Winter
Customs and Traditions

LA BEFANA, FRA TRADIZIONI AGRARIE PAGANE E I MODERNI MESSAGGI SMS
La festa di chi è sopravvissuto alle «sofferenze» delle festività

Non fosse per altro basterebbe l'adagio “L'Epifania tutte le feste porta via” per fare della Befana l'eroina per eccellenza di tutti coloro che sono sopravvissuti alle sofferenze delle festività. Allo stress da Natale si è aggiunto anche quello del Capodanno, con torme di disperati che sfuggivano all'angoscia del "bisogna divertirsi a tutti i costi" facendo scoppiare pericolosi ordigni o provocando incidenti stradali, spesso mortali, dovuti ai fumi degli alcolici. L'immagine della vecchietta eccentrica che premia o punisce con regali o con cenere e carbone, ridà un po' di tranquillità e serenità, riportandoci indietro al tempo delle favole popolari non manipolate dall'industria dolciaria o cinematografica.

La festa della Befana deriverebbe da antichi elementi folclorici pre-cristiani, recepiti ed adattati dalla tradizione cristiana.
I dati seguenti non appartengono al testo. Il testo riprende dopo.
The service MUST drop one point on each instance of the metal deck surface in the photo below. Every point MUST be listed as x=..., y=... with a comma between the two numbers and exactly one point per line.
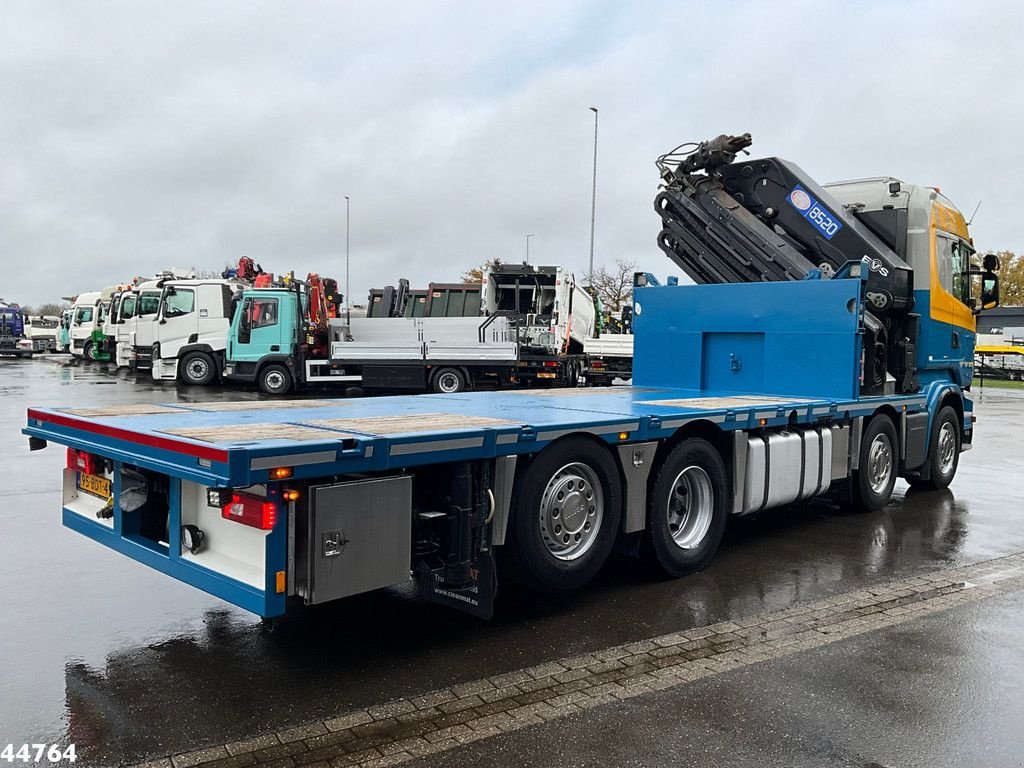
x=237, y=443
L'origine di questa figura è probabilmente da connettere a tradizioni agrarie pagane relative all'inizio dell'anno. In tal senso l'aspetto da vecchia sarebbe da mettere in relazione con l'anno trascorso, ormai pronto per essere bruciato per "rinascere" come anno nuovo. In molti paesi europei infatti esisteva la tradizione di bruciare fantocci, con indosso abiti logori, all'inizio dell'anno. In quest'ottica l'uso dei doni assumerebbe un valore propiziatorio per l'anno nuovo.

Un'ipotesi suggestiva è quella che collega la Befana con una festa romana, che si svolgeva all'inizio dell'anno in onore di Giano e di Strenia (da cui deriva il termine "strenna") e durante la quale si scambiavano regali.

Nella più pura tradizione popolare la Befana, scende nelle case attraverso le cappe dei camini, che simbolicamente raffigurano un punto di comunicazione tra la terra e il cielo e distribuisce due tipi di doni: quelli buoni che sono il presagio di buone novità della stagione che verrà e il carbone, che, invece, è il residuo del passato.

Anticamente, infatti, la dodicesima notte dopo il Natale, ossia dopo il solstizio invernale, si celebrava la morte e la rinascita della natura, attraverso la figura pagana di Madre Natura. La notte del 6 gennaio, infatti, Madre Natura, stanca per aver donato tutte le sue energie durante l'anno, appariva sotto forma di una vecchia e benevola strega, che volava per i cieli con una scopa. Oramai secca, Madre Natura era pronta ad essere bruciata come un ramo, per far sì che potesse rinascere dalle ceneri come giovinetta Natura, una luna nuova.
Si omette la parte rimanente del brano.